A newly enacted law in Illinois targets technology used to gain access to cellphone data.
As of Jan. 1, the new rule regulates the use of military-grade surveillance devices that are commonly referred to as “stingrays.” The devices are used by police and other government agencies in Illinois.
The equipment mimics cellphone towers and allows law enforcement to track the movements of anyone nearby with a cellphone. The numbers of people’s incoming and outgoing calls and text messages are also captured.
In addition, the federal government encourages and funds the technology at the state and local level throughout the nation.
The American Civil Liberties Union has identified 68 agencies in 23 states that use cell site simulators that gather phone usage data on targets of criminal investigations, as well as data from innocent cellphone users. The advocacy group says the Illinois State Police and local police, including the Chicago Police Department, use the simulators.
The new Illinois law requires law enforcement to get a warrant before switching on a simulator. Police are also required to delete within 24 hours any data from the general public not part of an investigation.
Law enforcement is also forbidden to block or intercept phone calls, internet use or text messages.
Sen. Daniel Biss, D-Evanston, said the law approved during the 2016 regular session is intended to strike a balance between the benefits of the tracking technology and privacy protections of the public.
“It is important that we take steps to enable police to effectively investigate and solve crimes using the latest technology, but it is equally important that we protect innocent people from unnecessary and unwarranted invasions of their privacy,” Biss said in previous remarks.
Illinois is one of about a dozen states to outlaw the use of eavesdropping technology unless it is part of a criminal investigation.
States that include California, Indiana, Maine, Minnesota, Missouri, Montana, Tennessee, Utah, Virginia and Washington already impose rules on the use of eavesdropping technology.
State legislators in states such as Missouri, New Hampshire and South Carolina are also looking to either adopt new rules or strengthen existing polices on use of the equipment.
In South Carolina, multiple bills cover their use. H3286 calls for ending existing programs used in the state and prohibits new programs.
A similar bill, H3285, would prohibit law enforcement agencies from purchasing the devices from companies that require non-disclosure agreements. One more bill, H3263, would prohibit state and local police from entering into confidential agreements with federal agencies to use cell-site simulators without obtaining warrants.
One New Hampshire bill, HB171, would prohibit the state from assisting the federal government in the collection of a person’s electronic data without consent or a warrant.
In Missouri, a bill would require law enforcement agencies in the state to get a warrant before using stingrays to assist the feds.
State law already requires authorization from a court before intercepting oral and wire communications.

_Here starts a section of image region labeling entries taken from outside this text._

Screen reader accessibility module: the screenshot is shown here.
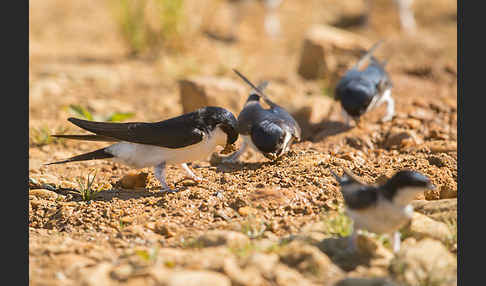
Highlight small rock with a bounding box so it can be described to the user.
[111,264,133,280]
[120,216,135,224]
[29,189,59,200]
[279,240,344,283]
[153,221,177,238]
[424,140,457,153]
[334,277,398,286]
[274,264,315,286]
[405,212,452,242]
[198,230,250,248]
[440,185,457,200]
[298,25,371,80]
[152,268,231,286]
[405,118,422,129]
[77,262,112,286]
[385,130,422,148]
[120,172,148,189]
[427,156,446,168]
[411,198,457,222]
[179,76,247,114]
[223,258,264,286]
[390,238,457,286]
[356,233,393,267]
[246,252,279,277]
[238,206,257,216]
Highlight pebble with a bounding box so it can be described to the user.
[238,206,257,216]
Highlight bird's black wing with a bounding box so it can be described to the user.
[341,183,378,209]
[271,105,302,141]
[68,112,206,148]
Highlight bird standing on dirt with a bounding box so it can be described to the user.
[47,106,238,192]
[335,41,395,126]
[225,70,302,162]
[331,170,434,252]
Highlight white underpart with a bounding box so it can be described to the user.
[347,197,413,234]
[278,131,294,156]
[391,231,401,253]
[106,127,226,168]
[181,163,202,181]
[366,88,395,122]
[393,187,424,207]
[346,197,413,252]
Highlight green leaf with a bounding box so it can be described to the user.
[69,104,93,120]
[106,112,135,122]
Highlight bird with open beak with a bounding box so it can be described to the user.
[225,70,302,162]
[47,106,238,192]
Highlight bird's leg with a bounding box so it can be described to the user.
[223,139,248,163]
[342,108,351,127]
[378,89,395,122]
[181,163,204,183]
[390,231,401,253]
[348,229,358,252]
[263,0,282,37]
[154,162,177,193]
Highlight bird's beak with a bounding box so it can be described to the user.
[221,144,236,155]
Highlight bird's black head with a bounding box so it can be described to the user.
[201,106,238,147]
[383,170,435,203]
[336,80,376,118]
[251,120,295,160]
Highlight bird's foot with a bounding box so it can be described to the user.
[182,176,208,183]
[381,114,394,123]
[160,187,179,194]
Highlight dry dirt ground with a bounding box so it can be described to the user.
[28,0,458,285]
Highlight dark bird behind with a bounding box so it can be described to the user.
[47,106,238,191]
[335,41,395,125]
[331,170,434,251]
[223,70,302,161]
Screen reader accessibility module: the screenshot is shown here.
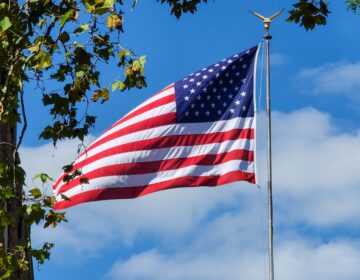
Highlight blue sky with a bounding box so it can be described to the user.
[22,0,360,280]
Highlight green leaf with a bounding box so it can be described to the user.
[74,24,89,34]
[106,14,123,30]
[34,50,51,69]
[33,173,53,184]
[91,88,110,104]
[29,188,42,199]
[38,18,47,27]
[60,9,76,26]
[112,81,126,91]
[59,31,70,43]
[0,16,12,32]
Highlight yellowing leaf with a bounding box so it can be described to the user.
[112,81,125,91]
[74,24,89,34]
[28,44,40,53]
[106,14,123,29]
[0,16,12,32]
[34,50,51,69]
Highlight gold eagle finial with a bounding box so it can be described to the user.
[250,8,285,31]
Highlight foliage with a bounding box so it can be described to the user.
[346,0,360,13]
[287,0,330,30]
[0,0,360,279]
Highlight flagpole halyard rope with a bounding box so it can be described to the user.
[250,9,284,280]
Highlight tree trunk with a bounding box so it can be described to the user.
[0,124,34,280]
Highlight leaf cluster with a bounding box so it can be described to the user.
[287,0,330,30]
[156,0,208,19]
[346,0,360,14]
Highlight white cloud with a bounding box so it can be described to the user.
[22,108,360,280]
[108,233,360,280]
[297,62,360,97]
[273,108,360,226]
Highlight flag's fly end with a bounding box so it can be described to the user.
[53,46,259,209]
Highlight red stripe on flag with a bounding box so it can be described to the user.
[108,94,175,130]
[55,168,255,210]
[58,150,254,194]
[54,129,254,189]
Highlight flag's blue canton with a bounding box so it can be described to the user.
[174,46,257,123]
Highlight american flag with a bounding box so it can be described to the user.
[53,46,258,209]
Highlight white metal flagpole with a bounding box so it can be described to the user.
[251,9,284,280]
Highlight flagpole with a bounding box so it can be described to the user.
[250,9,284,280]
[264,30,274,280]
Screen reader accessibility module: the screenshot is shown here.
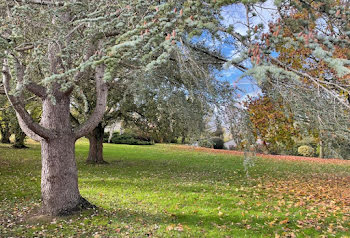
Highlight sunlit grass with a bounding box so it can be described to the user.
[0,140,350,237]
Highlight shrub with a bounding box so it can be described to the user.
[298,145,315,157]
[198,140,213,148]
[211,137,224,149]
[106,132,153,145]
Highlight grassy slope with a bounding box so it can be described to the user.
[0,140,350,237]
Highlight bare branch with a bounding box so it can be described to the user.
[26,82,47,98]
[74,65,108,139]
[13,0,64,6]
[2,60,55,139]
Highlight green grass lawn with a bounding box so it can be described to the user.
[0,140,350,237]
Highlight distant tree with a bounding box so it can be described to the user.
[0,0,232,215]
[245,96,299,153]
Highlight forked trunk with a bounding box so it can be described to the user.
[41,97,92,216]
[1,125,11,144]
[13,130,28,149]
[86,123,108,164]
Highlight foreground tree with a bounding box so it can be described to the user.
[0,0,227,215]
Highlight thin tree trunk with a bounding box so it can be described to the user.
[86,123,108,164]
[1,124,11,144]
[318,139,324,158]
[41,97,93,216]
[13,129,28,149]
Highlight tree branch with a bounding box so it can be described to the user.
[2,60,55,140]
[13,0,64,6]
[74,64,108,139]
[26,82,47,99]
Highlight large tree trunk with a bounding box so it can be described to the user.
[86,123,108,164]
[0,124,11,144]
[41,97,92,215]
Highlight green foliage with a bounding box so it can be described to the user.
[105,132,153,145]
[0,140,350,238]
[246,96,299,154]
[211,137,224,149]
[298,145,315,157]
[198,139,213,148]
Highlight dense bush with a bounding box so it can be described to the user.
[105,132,153,145]
[211,137,224,149]
[198,140,213,148]
[298,145,315,157]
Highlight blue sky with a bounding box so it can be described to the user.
[197,0,276,100]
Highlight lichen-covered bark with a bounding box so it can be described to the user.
[41,96,95,215]
[0,124,11,144]
[13,128,28,149]
[86,123,107,164]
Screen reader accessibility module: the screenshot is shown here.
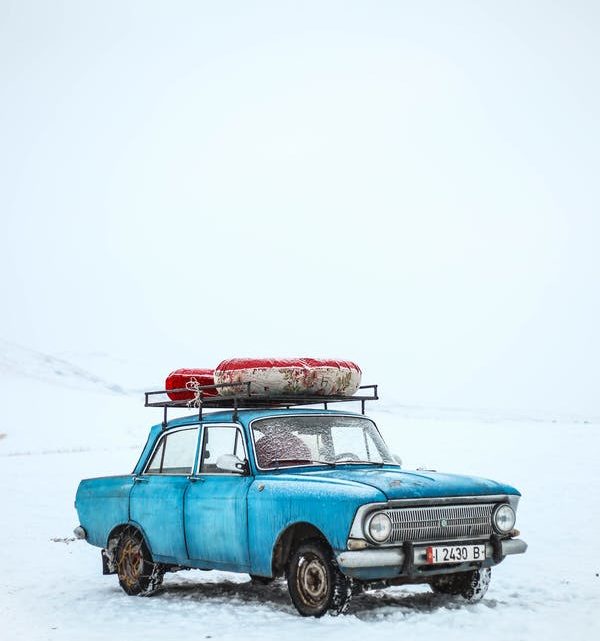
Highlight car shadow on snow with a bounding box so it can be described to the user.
[157,579,496,620]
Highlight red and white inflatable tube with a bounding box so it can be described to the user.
[214,358,362,396]
[165,369,217,401]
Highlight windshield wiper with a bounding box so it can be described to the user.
[271,458,335,467]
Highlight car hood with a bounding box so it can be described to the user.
[292,466,519,500]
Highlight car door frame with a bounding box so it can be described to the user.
[183,421,254,572]
[129,421,204,563]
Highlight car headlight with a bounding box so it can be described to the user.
[492,503,516,534]
[367,512,392,543]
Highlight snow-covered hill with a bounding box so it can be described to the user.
[0,343,600,641]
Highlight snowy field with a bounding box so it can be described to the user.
[0,352,600,641]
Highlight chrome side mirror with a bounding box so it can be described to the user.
[217,454,248,474]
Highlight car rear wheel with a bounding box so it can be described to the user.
[430,568,492,603]
[287,540,352,617]
[115,528,164,596]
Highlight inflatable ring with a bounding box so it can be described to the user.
[165,369,217,401]
[214,358,362,396]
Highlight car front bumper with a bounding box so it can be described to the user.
[336,539,527,580]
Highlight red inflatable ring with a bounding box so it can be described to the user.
[165,369,217,401]
[214,358,362,396]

SB84 also specifies that law enforcement must immediately destroy any data incidentally collected not mentioned in the warrant. All data collected must also be destroyed within 30 days if there is no evidence of a crime related to the data.
An unrelated law in Illinois also in effect as of the New Year doubles fines for failure to stop at rail crossings. First offenses would result in $500 fines, and subsequent violations would cost $1,000.